Si tratti di Tv o di carta stampata, è il giornalista a guidare l’uomo della strada, dentro il mistero del delitto e del processo. Abbiamo chiesto a Piero Colaprico, cronista di nera e giudiziaria a Repubblica, nonché giallista di successo, di condurci dietro le quinte del suo lavoro.
I tempi della giustizia sono notoriamente lunghi, quelli
dell’informazione sempre più brevi. Si riesce a conciliarne le esigenze
in qualche modo?
«Le cose sono cambiate dal 1989 con il nuovo codice di procedura penale.
Finché l’indagine è stata a lungo segreta di quella fase si parlava
pochissimo, il clou della cronaca era il processo. Oggi è la fase di
indagine a farsi più appetibile per il cronista: è quella in cui
arrivano le notizie, magari degli arresti, ma anche quella in cui le
garanzie sono minori. Mentre il processo si segue poco: si pensi al caso
di Garlasco, l’indagine va in prima pagina, il processo magari in
decima con pezzi più brevi. Però è anche vero che si sono moltiplicati i
mezzi di informazione cui attingere, per cui chi vuole seguire nel
tempo quello che accade ha più possibilità che in passato, il problema è
che spesso chi si lamenta di quello che non sa, non fa il minimo sforzo
per saperne di più».
La velocizzazione progressiva del sistema mediatico, siti,
video, twitter, ha complicato il lavoro del cronista di nera e
giudiziaria?
«Molto dipende dal cronista, direi che è diventato più semplice per il
giornalista esperto che sappia mettere le mani e più complicato per chi
non è esperto.
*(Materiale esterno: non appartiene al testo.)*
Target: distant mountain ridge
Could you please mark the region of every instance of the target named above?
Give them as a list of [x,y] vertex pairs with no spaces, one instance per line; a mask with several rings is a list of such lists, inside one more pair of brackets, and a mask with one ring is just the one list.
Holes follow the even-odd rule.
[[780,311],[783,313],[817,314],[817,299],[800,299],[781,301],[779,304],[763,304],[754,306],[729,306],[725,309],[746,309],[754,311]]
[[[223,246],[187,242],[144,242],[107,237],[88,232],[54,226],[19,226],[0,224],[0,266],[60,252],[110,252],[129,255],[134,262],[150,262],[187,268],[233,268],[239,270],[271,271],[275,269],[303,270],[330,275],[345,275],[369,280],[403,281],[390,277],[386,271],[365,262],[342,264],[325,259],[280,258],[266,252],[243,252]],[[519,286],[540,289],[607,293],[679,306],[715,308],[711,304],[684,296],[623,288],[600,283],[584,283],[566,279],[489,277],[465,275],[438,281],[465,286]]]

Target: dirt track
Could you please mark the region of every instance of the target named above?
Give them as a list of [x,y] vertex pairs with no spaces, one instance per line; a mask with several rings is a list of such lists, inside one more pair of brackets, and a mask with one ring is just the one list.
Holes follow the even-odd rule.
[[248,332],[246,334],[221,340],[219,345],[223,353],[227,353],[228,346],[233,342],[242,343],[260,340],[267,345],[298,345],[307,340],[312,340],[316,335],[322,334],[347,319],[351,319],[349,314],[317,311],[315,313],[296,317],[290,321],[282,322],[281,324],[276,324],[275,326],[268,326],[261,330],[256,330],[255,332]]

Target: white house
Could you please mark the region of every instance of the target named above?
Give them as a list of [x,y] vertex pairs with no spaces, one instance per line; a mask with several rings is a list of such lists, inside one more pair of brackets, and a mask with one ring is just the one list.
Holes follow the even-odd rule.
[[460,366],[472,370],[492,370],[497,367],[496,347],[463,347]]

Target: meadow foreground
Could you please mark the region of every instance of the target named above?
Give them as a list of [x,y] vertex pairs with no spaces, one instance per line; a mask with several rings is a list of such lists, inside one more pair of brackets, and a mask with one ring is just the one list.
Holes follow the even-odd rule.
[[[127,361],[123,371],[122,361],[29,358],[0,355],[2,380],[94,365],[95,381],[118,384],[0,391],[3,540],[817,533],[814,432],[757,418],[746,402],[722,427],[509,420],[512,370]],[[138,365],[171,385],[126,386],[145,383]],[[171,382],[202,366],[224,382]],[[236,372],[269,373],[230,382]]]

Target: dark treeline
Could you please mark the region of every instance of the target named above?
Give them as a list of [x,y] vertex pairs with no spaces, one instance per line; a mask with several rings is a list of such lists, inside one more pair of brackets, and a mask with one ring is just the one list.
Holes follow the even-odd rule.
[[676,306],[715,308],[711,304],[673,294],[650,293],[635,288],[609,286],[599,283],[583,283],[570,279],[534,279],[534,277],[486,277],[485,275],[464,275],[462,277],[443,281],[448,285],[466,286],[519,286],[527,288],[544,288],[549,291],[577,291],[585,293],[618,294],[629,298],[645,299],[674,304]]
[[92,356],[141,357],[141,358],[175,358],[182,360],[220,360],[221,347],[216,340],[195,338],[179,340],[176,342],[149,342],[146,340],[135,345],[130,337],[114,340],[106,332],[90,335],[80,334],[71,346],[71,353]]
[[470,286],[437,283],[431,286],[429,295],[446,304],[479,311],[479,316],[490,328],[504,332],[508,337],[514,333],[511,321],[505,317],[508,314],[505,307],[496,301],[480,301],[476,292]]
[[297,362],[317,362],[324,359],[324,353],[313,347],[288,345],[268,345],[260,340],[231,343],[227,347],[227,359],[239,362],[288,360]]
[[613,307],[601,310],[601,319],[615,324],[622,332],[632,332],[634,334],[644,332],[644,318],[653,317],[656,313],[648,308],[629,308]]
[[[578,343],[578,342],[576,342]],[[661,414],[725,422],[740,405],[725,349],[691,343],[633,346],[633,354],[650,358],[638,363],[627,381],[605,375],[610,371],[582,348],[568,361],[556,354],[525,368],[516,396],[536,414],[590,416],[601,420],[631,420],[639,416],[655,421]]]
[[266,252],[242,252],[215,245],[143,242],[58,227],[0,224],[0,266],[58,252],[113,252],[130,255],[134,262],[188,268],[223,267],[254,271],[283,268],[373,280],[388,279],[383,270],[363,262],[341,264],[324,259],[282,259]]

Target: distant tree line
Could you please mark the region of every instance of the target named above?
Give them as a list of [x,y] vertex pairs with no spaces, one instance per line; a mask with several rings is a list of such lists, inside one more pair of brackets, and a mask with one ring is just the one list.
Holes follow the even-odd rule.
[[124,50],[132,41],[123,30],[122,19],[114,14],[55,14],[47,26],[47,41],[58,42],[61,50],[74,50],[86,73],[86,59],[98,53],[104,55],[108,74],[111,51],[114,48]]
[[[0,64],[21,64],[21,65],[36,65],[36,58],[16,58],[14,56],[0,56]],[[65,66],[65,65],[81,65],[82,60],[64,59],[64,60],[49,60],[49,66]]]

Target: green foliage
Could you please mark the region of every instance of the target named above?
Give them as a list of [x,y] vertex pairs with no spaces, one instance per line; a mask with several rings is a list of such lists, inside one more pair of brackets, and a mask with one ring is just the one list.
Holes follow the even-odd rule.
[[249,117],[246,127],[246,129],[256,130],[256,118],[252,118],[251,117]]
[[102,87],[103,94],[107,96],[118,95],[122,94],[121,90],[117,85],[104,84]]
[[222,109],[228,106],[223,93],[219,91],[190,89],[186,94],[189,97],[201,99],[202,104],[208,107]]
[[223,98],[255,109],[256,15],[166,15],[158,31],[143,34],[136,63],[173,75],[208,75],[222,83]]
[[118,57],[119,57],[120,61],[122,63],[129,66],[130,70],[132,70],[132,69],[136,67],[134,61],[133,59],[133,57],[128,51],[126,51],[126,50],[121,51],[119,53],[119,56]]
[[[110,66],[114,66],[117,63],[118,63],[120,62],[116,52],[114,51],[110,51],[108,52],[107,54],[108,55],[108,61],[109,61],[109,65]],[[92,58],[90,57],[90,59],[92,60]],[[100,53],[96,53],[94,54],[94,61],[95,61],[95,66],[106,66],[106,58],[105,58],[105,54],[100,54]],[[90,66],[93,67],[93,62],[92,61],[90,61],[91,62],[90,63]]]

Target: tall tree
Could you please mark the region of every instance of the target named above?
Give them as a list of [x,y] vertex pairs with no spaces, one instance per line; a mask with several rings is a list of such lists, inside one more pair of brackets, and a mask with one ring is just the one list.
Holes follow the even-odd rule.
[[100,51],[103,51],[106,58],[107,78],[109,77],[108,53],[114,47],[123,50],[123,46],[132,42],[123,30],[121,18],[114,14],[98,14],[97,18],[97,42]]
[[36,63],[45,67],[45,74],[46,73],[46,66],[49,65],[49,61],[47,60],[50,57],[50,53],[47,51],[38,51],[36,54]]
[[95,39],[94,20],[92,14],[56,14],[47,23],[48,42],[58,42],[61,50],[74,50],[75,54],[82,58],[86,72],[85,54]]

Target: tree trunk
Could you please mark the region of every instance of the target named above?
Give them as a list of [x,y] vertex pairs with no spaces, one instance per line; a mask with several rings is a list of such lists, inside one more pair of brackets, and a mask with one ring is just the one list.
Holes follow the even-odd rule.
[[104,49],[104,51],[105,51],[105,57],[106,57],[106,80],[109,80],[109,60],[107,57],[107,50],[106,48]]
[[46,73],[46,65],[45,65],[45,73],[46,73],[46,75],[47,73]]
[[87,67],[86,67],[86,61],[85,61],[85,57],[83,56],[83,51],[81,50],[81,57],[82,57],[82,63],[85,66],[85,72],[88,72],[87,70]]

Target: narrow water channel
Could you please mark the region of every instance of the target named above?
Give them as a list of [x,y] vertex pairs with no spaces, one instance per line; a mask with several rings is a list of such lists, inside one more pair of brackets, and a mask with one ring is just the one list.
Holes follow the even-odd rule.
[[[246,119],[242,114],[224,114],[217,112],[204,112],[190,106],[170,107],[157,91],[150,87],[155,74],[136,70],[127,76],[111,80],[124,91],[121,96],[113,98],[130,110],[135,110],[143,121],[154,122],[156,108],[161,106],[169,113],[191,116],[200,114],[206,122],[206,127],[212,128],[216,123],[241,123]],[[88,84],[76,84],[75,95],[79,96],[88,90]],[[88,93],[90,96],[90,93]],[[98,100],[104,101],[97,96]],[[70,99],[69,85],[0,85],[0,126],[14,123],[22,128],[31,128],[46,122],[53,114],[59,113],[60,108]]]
Si nota di più la differenza tra esperti, inesperti e
“non giornalisti” che al di là delle apparenze manipolano sapendolo
l’opionione pubblica, dandole in pasto velocemente verità parziali
difficili da smentire».
Al cronista di nera spesso si rimprovera la morbosità, è una necessità o si può evitare?
«Premesso che la responsabilità dell’eccesso di sangue va divisa in due
tra il giornalista e il suo direttore o superiore, credo che nel nostro
mestiere l’individualità delle persone sia ancora forte. Se tu tratti
tutte le persone come se fossero persone con cui hai un rapporto, sarai
un cronista che riesce a raccontare tutto in modo da essere il meno
possibile offensivo. Ci sono però alcuni che ritengono l’essere umano
materia inerte e fanno cose di cui prima o poi spero si vergognino,
perché il dolore che noi arrechiamo soprattutto alle famiglie delle
vittime è difficilmente sanabile. E quando poi torni ad avere a che fare
con queste persone il modo con cui ti guardano è la misura che ti fa
dire se hai fatto il giornalista come si deve o se l’hai fatto in
maniera spietata e volgare».
E in giudiziaria, dove il segreto normalmente è a tutela, non
della privacy come si dice, ma delle indagini, premesso che le notizie
non hanno gambe, c’è un criterio che ti fa decidere come dire le cose
che sai?
«L’unico caso in cui mi sia capitato di non scrivere quello che sapevo è
stato quando c’erano ostaggi in mano ai sequestratori. Se fai il
cronista devi stare alle regole della tua tribù, se vieni a conoscenza
di una notizia scrivi. Poi certo può esserci una modulazione: una
notizia importante si dà e subito, se sai che hai una notizia secondaria
che non aggiunge nulla di sostanziale al lettore ma lede un’indagine
puoi anche decidere di tenertela per qualche giorno. Ma nessun tipo di
censura può intervenire in presenza di una notizia attendibile e
verificata che riguardi una persona che ricopre un incarico pubblico,
perché il cittadino ha diritto di sapere da chi viene amministrato. In
altri Paesi quando questo accade scattano le dimissioni alla prima ombra
di sospetto, solo in Italia si grida allo scandalo».
Capita, lo chiedo a un giallista, che la nera venga raccontata
come un giallo. C’è il rischio in questo che chi legge si faccia un’idea
sbagliata?
«Secondo me nell’ultimo periodo da una scrittura narrativa alla Simenon,
siamo finiti a una scrittura narrativa alla Csi, con tutti i rischi che
questo comporta. Se nel primo caso parlavi ore con le persone per
capire e poi tiravi fuori una frase utile a spiegare l’insieme dei punti
di vista, oggi capire non interessa, soprattutto in Tv importa
mostrare. In questo il sopralluogo della polizia scientifica diventa una
formula di intrattenimento delle trasmissioni del pomeriggio. Col
risultato che il pubblico si fa l’idea che le tute bianche del Ris siano
maghi che risolvono tutto. Se poi non accade ci si resta male, senza
capire che l’indagine è una cosa complessa».